- Gwebin Location in Burma
- Coordinates: 22°54′N 96°5′E﻿ / ﻿22.900°N 96.083°E
- Country: Burma
- Region: Mandalay Region
- District: Pyin Oo Lwin District
- Township: Mogok Township
- Time zone: UTC+6.30 (MST)

= Gwebin =

Gwebin is a village in Mogok Township, Pyin Oo Lwin District, in the Mandalay Region of central Burma. It is located 16 mi west of Mogok. A track (National Road 311 and National Highway 31) connects it to Shwenyaungbin and Mogok.

==History==
The Mogok valley is notable for its ruby and sapphire mining, and Burma Ruby Mines Ltd. has operated in the area for decades. However, the village of Gwebin is noted in particular for its unusually large sapphire stones. On August 12, 1929, a group of laborers discovered a record 958 carat doubly truncated bipyramid sapphire near Gwebin which sold for £13,000 to a New York dealer who later cut it into nine different stones.
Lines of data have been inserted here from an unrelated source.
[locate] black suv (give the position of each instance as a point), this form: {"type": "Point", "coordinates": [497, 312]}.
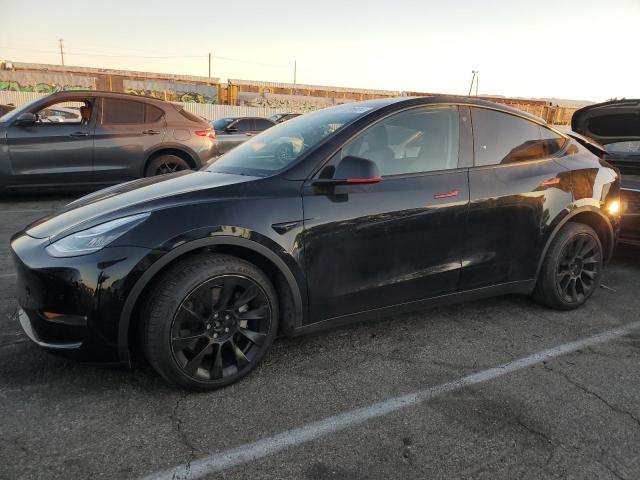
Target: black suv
{"type": "Point", "coordinates": [102, 138]}
{"type": "Point", "coordinates": [379, 207]}
{"type": "Point", "coordinates": [616, 125]}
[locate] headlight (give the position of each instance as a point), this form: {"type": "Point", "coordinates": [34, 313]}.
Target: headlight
{"type": "Point", "coordinates": [95, 238]}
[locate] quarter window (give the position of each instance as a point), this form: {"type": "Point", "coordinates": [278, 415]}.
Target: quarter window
{"type": "Point", "coordinates": [418, 140]}
{"type": "Point", "coordinates": [501, 138]}
{"type": "Point", "coordinates": [262, 124]}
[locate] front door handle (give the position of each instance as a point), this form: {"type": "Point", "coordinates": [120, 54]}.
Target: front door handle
{"type": "Point", "coordinates": [452, 193]}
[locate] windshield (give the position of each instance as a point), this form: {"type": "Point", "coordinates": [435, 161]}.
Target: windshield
{"type": "Point", "coordinates": [278, 147]}
{"type": "Point", "coordinates": [7, 117]}
{"type": "Point", "coordinates": [624, 149]}
{"type": "Point", "coordinates": [222, 123]}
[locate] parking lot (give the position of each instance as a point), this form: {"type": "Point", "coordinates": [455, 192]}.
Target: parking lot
{"type": "Point", "coordinates": [574, 414]}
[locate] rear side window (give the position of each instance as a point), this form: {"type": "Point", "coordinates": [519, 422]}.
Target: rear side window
{"type": "Point", "coordinates": [190, 116]}
{"type": "Point", "coordinates": [501, 138]}
{"type": "Point", "coordinates": [245, 125]}
{"type": "Point", "coordinates": [116, 111]}
{"type": "Point", "coordinates": [262, 124]}
{"type": "Point", "coordinates": [153, 114]}
{"type": "Point", "coordinates": [551, 141]}
{"type": "Point", "coordinates": [414, 141]}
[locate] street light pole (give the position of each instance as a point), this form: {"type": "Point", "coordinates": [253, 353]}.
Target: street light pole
{"type": "Point", "coordinates": [473, 77]}
{"type": "Point", "coordinates": [61, 52]}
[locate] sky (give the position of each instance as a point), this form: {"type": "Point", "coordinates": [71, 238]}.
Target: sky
{"type": "Point", "coordinates": [575, 49]}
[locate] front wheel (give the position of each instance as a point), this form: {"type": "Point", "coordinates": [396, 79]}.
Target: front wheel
{"type": "Point", "coordinates": [572, 268]}
{"type": "Point", "coordinates": [209, 321]}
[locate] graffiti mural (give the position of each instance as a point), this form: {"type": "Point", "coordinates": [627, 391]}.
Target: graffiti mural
{"type": "Point", "coordinates": [38, 82]}
{"type": "Point", "coordinates": [296, 103]}
{"type": "Point", "coordinates": [173, 91]}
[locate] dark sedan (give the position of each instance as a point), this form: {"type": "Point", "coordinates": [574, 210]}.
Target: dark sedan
{"type": "Point", "coordinates": [616, 125]}
{"type": "Point", "coordinates": [381, 207]}
{"type": "Point", "coordinates": [6, 109]}
{"type": "Point", "coordinates": [92, 139]}
{"type": "Point", "coordinates": [232, 131]}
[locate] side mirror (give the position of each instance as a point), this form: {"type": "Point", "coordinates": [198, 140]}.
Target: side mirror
{"type": "Point", "coordinates": [352, 170]}
{"type": "Point", "coordinates": [26, 120]}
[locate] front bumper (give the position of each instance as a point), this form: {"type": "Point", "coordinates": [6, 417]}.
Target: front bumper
{"type": "Point", "coordinates": [72, 306]}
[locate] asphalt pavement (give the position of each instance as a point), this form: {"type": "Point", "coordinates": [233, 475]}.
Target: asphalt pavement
{"type": "Point", "coordinates": [573, 414]}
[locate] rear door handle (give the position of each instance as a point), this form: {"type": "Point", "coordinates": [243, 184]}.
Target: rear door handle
{"type": "Point", "coordinates": [452, 193]}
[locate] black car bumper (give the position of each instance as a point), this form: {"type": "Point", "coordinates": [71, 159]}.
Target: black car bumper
{"type": "Point", "coordinates": [72, 306]}
{"type": "Point", "coordinates": [630, 196]}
In the Mogok valley, the crystals occur in metamorphic limestone, which due to weathering turns into a yellowish clay.

Gwebin was occupied by the Japanese during World War II. Later, the 18th Allied troops were forced to retreat in vehicles three miles to the north of Gwebin and were seen two days later at Ywathit.

In February 1994, another massive 502 carat sapphire was unearthed near Gwebin.

==Geography==
Gwebin is located in northern-central Burma. It lies off National Road 311, which after a short way southeast of the village to Wabyudaung, merges with the National Highway 31 which connects it to the township seat of Mogok in the east. Several miles to the west of the village is the Irrawaddy River, flowing southwards. This is the country's largest river and most important commercial waterway. The 311 road connects the village to Thabeikkyin on the eastern bank of the river and to Kyaukkyi to the north of Gwebin.